After Earth follows a predictable plot - somewhat surprising for an M. Night Shyamalan movie - and makes no attempt at twists or ingenuity. Glimmers of Shyamalan’s penchant for strangeness remain limited to a weird and unexpected take on evolution as our hero’s kindness is repaid by a giant bird that has somehow gained a conscience. The film’s alien rivals are scary enough - their attempts to incite fear being one of the film’s bolder devices - but Kitai’s final showdown is inevitable from the outset.

Shyamalan makes a solid attempt at styling a future world. The film’s scenery plays on natural elements - people sleep in hammocks, space ships are styled like stingrays and interiors are made up of giant bones - and the numerous gadgets have an organic, pre-historic edge including motion sensitive apparel and multi-action sabers.
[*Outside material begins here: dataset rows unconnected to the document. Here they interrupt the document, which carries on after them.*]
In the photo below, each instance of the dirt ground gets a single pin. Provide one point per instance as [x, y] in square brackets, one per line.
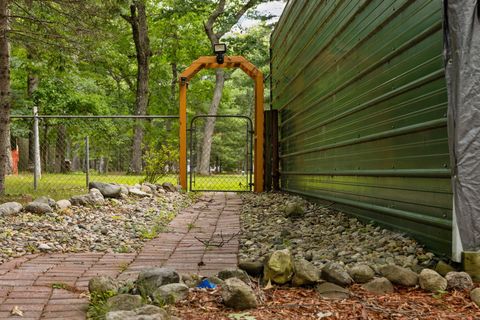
[293, 303]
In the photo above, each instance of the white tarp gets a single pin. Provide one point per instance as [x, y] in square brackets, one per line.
[462, 64]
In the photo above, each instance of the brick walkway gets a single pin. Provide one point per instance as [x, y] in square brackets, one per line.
[50, 286]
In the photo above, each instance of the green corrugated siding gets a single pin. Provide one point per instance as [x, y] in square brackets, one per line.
[362, 97]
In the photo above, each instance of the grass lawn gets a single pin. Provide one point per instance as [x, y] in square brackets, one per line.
[61, 186]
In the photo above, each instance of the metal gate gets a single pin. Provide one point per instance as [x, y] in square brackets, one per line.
[230, 164]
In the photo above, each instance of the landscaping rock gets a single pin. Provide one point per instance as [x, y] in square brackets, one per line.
[151, 310]
[332, 291]
[123, 190]
[459, 281]
[46, 200]
[216, 280]
[170, 293]
[443, 268]
[379, 286]
[147, 189]
[124, 302]
[102, 284]
[430, 280]
[94, 197]
[399, 275]
[106, 189]
[10, 208]
[305, 273]
[361, 273]
[253, 268]
[336, 273]
[279, 267]
[238, 295]
[63, 204]
[38, 208]
[150, 280]
[234, 273]
[294, 210]
[44, 247]
[147, 312]
[190, 280]
[169, 187]
[475, 296]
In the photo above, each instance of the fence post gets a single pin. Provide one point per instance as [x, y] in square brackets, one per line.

Perhaps a refreshing change from the clean, futuristic lines of much recent sci-fi, but this natural styling seems more concerned with the theme of environmental protection than creating a believable and immersive future.

In a more ambitious turn, After Earth tries desperately to grapple with internalised feelings of guilt and blame - Kitai’s mistakes as a child are replayed frequently in the minds of both himself and his father - but as the movie increasingly focusses on its action centred plot this emotional theme doesn’t quite come off.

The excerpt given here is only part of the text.